Pertumbuhan volume penjualan CPO hingga 30 Juni 2008 meningkat 19,6% dibandingkan periode sama tahun lalu 396.787 ton. Dari jumlah itu, sekitar 89,8% dijual di pasar domestik, sisanya diekspor. Astra Agro memiliki 19 pabrik pengolahan tandan buah segar (TBS), yakni dua pabrik di Aceh, enam di Riau, dua di Jambi, satu di Kaltim, tiga di Kalteng, satu di Kalsel, dan empat di Sulbar. Perseroan mengalokasikan belanja modal Rp 1,52 triliun tahun ini. Sebesar 35% bakal dipakai untuk perluasan dan akuisisi lahan, 29% untuk penanaman dan aktivitas kebun. Sedangkan sisanya digunakan untuk bisnis nonperkebunan, pembangunan pabrik, dan infrastruktur pendukung.
Mengenai prospek saham, Poltak mengatakan, pergerakan harga CPO di pasar global berpotensi mempengaruhi harga sahamnya. Dia memperkirakan, saham berbasis CPO hingga akhir tahun dalam tren penurunan. Soalnya, cadangan CPO dunia berlimpah. Di Malaysia, cadangan CPO tercatat dua juta ton. Sedangkan panen raya akan tiba dalam waktu dekat. “Pasar setidaknya mengantisipasi sinyal kelebihan cadangan, sehingga mereka melakukan profit taking,” ujar dia
Adaro Energy belum lama ini meraup dana dari hasil penawaran umum perdana (initial public offering/IPO) saham senilai Rp 12,2 triliun. Sebagian besar dana dipakai meningkatkan kapasitas produksi menjadi 38 juta ton batubara per tahun. Sekitar 70% dari total produksi perseroan diekspor ke Asia Tenggara, Amerika Serikat (AS), dan Eropa. Sisanya dipasarkan di dalam negeri.

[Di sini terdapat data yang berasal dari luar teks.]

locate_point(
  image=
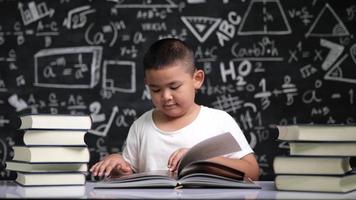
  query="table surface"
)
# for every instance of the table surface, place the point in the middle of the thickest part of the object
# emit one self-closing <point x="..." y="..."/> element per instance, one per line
<point x="9" y="189"/>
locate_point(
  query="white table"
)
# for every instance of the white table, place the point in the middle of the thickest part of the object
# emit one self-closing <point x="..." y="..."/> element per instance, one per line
<point x="9" y="189"/>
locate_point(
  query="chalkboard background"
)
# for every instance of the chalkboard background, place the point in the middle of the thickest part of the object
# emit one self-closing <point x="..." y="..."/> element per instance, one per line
<point x="267" y="62"/>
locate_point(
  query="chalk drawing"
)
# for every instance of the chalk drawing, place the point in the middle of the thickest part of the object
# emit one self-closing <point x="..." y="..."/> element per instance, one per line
<point x="119" y="76"/>
<point x="101" y="34"/>
<point x="17" y="102"/>
<point x="71" y="67"/>
<point x="336" y="72"/>
<point x="353" y="52"/>
<point x="103" y="129"/>
<point x="334" y="53"/>
<point x="146" y="4"/>
<point x="201" y="27"/>
<point x="76" y="17"/>
<point x="2" y="86"/>
<point x="327" y="24"/>
<point x="34" y="12"/>
<point x="273" y="21"/>
<point x="308" y="70"/>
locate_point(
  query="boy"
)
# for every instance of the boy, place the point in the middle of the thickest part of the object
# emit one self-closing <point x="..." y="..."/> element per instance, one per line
<point x="160" y="137"/>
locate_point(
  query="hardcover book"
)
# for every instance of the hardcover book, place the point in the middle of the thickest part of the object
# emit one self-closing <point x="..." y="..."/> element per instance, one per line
<point x="21" y="166"/>
<point x="50" y="179"/>
<point x="327" y="132"/>
<point x="51" y="121"/>
<point x="317" y="183"/>
<point x="194" y="170"/>
<point x="50" y="154"/>
<point x="311" y="165"/>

Khusus PLTU milik PT Perusahaan Listrik Negara, perseroan memasok batubara sekitar 10 juta ton.
Pada semester I-2008, Adaro Energy membukukan penjualan US$ 725 juta atau setara Rp 6,63 triliun. Penjualan tersebut sudah mewakili 41% dari target pendapatan Rp 16 triliun tahun ini. Kenaikan penjualan ditopang oleh lonjakan harga batubara di pasar internasional. Harga jual batubara Adaro masih berkisar US$40-40,5 per ton.
Menanggapi hal itu, Poltak Hotradero mengatakan, kontrak penjualan jangka panjang yang dilakukan Adaro Energy dapat membantu kinerja keuangan bila harga batubara merosot seperti belakangan ini.
Secara terpisah, Kepala Riset PT Sarijaya Permana Sekuritas Danny Eugene mengakui, bisnis batubara masih tetap cerah. Sebab, proyek pembangunan PLTU 10.000 MW yang akan dilakukan pemerintah membutuhkan banyak batubara. Hal tersebut akan berdampak positif terhadap saham-saham berbasis komoditas, seperti batubara. Namun, dia mengingatkan, harga batubara di pasar internasional tidak bakal melonjak drastis seperti 2007. Dengan demikian, tidak ada lagi pendapatan yang luar biasa bagi emiten berbasis komoditas batubara. (c122)
Tidak ada komentar:
Posting Komentar
Terima kasih atas saran, pendapat ataupun komentarnya yang membangun...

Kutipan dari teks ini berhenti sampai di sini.